In every instance, be one hundred percent honest about everything you write. Many job hunters get into trouble when fudging on experience, inflating titles, graduating from schools that can’t confirm their attendance and otherwise misleading the reader. Remember, if a company wants to terminate you for any reason and you have falsified information on your resume or employment application, a savvy employer will terminate you for falsifying a legal document and never lose at the employment termination hearing. Besides, being honest eliminates the necessity to cover up later.
No two resumes that you send out should be the same! It takes more work but tailor every resume to the individual requirement of the job, company culture, industry lingo and specific needs that they are trying to address. Every word that appears on your resume should be relevant to addressing the position requirements, as you know them. Do your homework on the company, position and hiring manager before you develop the final resume draft. Fit with the company is as important as technical competency.
Every resume should have a Career Objective statement right after your letterhead. Tell the company what you want to do for them, at what level and why you are the person for the position. Include at least ten key words in this statement so that if your resume is scanned and then pulled up using a key word search you have a better chance of having your resume pop up and read.
Next list eight to ten Significant Accomplishments that you have achieved in your work past that is relevant to the new company’s needs. Quantify the results of your achievements as every manager manages by numbers. This section tells the reader that you are results orients and not “just another pretty face”.
Now, develop your Career History section in reverse chronological order (most recent position first). Give the company name and location, dates of employment in years, your title(s) and your job responsibility. Elaborate on the details of the positions that you have held in the past that most directly to the position for which you are applying.
The next section is Education and Training. State your highest degree earned first, name of the school and location. If you graduated with honors, state them. Only if you did not graduate from college should you include high school. Never give high school graduation date, which is an illegal question as it closely relates to your age. Next, list relevant training and certificates, licenses etc. The final section is Other Relevant Information which includes info like software / hardware proficiencies, language fluency, tool or equipment operation etc.

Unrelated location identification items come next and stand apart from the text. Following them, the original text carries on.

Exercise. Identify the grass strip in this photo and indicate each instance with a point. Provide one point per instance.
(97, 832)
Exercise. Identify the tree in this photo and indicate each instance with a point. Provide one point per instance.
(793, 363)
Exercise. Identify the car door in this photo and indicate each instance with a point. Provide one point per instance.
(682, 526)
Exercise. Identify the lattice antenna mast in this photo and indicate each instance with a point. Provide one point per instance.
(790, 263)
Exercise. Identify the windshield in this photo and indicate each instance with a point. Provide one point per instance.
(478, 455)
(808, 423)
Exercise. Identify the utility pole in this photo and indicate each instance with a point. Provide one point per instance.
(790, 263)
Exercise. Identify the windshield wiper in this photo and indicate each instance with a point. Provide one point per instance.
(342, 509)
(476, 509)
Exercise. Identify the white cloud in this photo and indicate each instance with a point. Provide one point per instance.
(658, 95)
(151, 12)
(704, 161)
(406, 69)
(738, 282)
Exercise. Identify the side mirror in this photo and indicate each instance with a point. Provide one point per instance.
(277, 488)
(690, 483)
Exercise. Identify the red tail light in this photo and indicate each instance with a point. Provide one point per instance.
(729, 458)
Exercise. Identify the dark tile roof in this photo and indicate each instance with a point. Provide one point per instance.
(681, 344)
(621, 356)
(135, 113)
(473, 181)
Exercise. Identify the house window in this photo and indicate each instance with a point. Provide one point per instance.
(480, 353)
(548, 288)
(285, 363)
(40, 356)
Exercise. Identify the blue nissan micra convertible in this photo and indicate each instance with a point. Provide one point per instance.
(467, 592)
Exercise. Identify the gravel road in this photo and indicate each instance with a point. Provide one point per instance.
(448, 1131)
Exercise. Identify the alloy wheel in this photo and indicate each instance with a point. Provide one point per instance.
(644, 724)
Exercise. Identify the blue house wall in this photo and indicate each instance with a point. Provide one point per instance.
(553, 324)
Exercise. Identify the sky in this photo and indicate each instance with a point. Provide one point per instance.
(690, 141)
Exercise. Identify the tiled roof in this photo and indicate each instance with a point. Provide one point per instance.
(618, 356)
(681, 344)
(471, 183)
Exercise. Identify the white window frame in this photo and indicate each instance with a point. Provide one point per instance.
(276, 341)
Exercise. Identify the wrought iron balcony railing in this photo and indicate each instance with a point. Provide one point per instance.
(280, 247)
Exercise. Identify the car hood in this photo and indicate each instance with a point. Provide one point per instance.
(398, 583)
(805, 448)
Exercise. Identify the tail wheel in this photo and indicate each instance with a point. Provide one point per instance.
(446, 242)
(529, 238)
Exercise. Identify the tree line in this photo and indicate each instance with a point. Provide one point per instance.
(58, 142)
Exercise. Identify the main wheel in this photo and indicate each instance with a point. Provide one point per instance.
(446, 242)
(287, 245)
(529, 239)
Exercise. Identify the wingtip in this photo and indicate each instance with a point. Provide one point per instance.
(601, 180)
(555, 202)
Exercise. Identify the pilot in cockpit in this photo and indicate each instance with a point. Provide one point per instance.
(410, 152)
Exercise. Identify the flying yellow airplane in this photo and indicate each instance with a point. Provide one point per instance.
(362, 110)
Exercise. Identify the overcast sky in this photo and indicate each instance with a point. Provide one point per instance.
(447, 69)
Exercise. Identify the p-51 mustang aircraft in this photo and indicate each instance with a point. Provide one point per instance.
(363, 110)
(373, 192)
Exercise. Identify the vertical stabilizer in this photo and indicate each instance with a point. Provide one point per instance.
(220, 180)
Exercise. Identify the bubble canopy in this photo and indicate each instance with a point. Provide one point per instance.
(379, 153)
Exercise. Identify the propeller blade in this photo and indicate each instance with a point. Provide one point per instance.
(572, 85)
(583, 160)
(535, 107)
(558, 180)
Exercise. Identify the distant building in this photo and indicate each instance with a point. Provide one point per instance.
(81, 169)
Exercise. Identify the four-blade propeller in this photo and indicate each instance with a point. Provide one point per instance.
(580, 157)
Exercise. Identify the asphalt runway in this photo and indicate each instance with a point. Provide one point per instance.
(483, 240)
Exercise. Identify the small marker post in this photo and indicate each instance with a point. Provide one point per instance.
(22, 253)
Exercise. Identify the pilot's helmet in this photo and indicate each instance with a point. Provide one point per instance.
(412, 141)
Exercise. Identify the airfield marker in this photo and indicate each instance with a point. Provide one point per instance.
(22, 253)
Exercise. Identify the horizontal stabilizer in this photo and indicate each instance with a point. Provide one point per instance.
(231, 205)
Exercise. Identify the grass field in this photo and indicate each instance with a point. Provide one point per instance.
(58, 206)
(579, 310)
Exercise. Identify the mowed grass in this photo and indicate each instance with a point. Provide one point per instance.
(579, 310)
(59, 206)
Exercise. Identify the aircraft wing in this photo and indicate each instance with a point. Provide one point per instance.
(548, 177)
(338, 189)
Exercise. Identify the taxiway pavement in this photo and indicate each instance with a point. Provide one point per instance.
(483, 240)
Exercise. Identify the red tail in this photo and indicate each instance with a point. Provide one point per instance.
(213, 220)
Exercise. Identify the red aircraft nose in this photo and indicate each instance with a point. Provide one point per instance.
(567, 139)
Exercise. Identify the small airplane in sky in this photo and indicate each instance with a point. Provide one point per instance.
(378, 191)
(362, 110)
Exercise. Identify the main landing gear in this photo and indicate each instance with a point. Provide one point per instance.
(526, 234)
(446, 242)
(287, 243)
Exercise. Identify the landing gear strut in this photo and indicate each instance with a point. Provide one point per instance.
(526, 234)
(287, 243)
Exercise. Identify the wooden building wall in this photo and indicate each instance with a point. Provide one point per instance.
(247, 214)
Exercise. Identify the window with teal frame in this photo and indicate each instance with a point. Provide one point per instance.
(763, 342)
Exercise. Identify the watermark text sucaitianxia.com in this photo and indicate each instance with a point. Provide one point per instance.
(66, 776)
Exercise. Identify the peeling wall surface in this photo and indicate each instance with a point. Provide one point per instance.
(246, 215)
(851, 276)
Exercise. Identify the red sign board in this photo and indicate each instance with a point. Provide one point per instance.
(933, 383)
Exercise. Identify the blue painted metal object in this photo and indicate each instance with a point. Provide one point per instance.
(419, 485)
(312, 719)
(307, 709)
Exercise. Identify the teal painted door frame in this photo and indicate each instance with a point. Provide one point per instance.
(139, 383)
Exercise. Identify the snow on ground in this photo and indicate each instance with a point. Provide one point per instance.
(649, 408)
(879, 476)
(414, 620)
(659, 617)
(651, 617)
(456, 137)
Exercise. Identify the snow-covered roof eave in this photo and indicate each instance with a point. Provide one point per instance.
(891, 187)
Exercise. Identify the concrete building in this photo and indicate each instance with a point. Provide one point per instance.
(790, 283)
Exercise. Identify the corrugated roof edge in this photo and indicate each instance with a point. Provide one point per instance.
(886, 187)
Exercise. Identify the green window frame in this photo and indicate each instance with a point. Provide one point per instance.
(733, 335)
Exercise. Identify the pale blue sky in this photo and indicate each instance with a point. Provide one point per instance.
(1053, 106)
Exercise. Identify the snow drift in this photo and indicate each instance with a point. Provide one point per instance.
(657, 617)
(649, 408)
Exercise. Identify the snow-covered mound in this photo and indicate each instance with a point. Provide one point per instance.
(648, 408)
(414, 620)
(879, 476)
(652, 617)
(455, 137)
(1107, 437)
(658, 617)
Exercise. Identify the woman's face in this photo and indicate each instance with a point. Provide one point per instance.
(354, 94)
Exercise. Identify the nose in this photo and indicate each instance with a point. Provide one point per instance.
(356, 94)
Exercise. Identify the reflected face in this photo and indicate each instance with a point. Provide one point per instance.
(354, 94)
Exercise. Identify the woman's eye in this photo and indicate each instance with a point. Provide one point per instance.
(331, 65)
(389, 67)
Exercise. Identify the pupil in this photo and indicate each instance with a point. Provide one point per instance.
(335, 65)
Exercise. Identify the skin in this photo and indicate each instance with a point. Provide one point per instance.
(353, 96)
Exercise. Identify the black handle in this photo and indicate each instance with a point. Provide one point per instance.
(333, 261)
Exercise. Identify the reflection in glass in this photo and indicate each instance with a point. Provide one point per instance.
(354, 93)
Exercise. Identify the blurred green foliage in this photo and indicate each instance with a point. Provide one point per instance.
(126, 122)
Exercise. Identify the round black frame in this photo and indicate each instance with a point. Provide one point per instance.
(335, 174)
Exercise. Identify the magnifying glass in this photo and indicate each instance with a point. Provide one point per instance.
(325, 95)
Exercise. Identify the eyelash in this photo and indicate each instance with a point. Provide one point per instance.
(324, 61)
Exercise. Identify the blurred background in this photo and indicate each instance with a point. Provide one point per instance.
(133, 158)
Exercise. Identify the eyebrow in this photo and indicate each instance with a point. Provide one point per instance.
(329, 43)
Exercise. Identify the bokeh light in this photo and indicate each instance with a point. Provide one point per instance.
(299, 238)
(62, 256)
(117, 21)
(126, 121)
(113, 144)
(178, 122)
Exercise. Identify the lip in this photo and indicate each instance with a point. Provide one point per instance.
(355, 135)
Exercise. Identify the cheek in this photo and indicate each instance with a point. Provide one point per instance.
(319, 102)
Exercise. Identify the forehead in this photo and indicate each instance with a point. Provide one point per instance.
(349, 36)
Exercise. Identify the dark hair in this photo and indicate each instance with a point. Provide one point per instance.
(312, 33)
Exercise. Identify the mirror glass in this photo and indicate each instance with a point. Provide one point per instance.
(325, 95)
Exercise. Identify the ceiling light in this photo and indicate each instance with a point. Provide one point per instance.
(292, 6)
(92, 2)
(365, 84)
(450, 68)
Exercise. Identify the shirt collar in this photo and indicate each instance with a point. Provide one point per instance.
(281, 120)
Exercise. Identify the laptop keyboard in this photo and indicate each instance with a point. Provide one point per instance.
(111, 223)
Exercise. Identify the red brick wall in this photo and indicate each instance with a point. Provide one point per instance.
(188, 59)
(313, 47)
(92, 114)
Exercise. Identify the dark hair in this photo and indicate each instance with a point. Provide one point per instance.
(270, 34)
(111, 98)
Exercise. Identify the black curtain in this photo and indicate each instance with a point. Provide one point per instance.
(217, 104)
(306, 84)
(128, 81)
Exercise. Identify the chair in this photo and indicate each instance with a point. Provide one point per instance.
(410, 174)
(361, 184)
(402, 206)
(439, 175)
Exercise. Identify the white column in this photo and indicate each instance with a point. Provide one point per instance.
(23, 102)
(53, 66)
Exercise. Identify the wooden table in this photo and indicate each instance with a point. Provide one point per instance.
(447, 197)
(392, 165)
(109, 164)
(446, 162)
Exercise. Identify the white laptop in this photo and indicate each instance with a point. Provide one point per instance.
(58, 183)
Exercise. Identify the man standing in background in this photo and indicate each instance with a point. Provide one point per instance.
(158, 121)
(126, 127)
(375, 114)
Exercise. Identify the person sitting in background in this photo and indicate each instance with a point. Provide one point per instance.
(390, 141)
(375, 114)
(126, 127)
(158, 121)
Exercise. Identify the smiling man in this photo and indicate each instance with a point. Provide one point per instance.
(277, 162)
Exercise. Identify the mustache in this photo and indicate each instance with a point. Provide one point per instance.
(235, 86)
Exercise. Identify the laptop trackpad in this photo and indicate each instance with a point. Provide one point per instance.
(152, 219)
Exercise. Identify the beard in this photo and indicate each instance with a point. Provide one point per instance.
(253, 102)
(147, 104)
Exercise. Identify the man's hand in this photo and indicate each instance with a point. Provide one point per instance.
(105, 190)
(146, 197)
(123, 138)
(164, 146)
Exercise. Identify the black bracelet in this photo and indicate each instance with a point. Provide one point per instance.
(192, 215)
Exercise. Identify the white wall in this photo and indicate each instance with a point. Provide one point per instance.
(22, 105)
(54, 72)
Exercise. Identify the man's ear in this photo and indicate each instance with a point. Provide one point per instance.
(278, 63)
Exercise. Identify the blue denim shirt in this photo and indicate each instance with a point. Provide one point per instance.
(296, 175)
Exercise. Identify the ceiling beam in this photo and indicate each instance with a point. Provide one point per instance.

Attach a professional cover letter that is developed in very specific terms for each position and you are on your way. When at all possible send your cover letter and resume to both human resources and the hiring manager addressing them by name. Never send salary information or reference lists with your resume, wait until they are requested for the company after your interview.
Remember what you write and how it looks is a direct reflection of who you are. A professionally prepared resume may make the difference between getting an interview or getting disqualified!